Startseite Kinder@Heim (D) Priestermangel durch Mißbrauch?
|
|
Priestermangel durch Mißbrauch? |
|
|
|
|
Geschrieben von pethens
|
|
Sonntag, 1. August 2010 |
Diese überraschende These hat Erzbischof Robert Zollitsch in die Welt gesetzt. Der Rückgang der Bewerberzahlen gehe auf die Verunsicherung zurück, die durch den Skandal um den sexuellen Mißbrauch durch Priester hervorgerufen worden sei.

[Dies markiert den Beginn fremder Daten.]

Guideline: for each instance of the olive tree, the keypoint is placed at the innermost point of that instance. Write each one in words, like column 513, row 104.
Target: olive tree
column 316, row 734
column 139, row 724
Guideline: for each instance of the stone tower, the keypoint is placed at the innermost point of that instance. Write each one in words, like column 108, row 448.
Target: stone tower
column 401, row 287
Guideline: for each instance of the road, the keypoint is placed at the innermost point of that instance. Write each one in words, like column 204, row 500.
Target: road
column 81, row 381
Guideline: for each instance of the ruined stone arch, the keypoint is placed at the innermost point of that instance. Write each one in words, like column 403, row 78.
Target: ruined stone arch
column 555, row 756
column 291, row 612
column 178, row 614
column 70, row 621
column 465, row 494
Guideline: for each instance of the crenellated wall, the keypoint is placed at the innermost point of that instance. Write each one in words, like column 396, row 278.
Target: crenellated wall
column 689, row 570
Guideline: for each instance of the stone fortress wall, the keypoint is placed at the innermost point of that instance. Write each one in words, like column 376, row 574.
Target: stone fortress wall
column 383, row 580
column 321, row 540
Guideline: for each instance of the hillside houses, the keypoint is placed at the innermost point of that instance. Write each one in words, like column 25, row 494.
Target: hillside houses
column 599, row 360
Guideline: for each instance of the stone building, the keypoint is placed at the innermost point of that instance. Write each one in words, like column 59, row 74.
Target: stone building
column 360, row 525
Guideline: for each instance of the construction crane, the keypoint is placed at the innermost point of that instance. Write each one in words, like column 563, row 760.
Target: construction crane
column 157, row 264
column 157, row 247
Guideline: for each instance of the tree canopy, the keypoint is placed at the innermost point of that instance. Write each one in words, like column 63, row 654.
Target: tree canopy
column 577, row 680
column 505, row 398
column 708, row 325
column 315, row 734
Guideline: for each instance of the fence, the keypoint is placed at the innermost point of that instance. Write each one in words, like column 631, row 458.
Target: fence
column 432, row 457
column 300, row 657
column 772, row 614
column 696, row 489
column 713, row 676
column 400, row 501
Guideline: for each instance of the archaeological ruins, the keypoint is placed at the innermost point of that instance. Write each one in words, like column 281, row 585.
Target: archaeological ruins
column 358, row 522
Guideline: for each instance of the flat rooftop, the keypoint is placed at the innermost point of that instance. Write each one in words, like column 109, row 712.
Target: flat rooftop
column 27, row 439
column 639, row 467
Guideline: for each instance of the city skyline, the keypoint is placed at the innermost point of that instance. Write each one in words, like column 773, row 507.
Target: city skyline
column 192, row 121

Dabei wird übersehen, daß der Rückgang der Priesterzahlen schon seit dem II. Vatikanischen Konzil zu beobachten ist. Schon damals wurde beklagt, daß das Konzil zwar einige grundlegende Aussagen zum Bischofsamt, nicht jedoch zum Priesteramt gemacht habe. Damit sei versäumt worden, das Priesteramt in der modernen Welt neu zu definieren.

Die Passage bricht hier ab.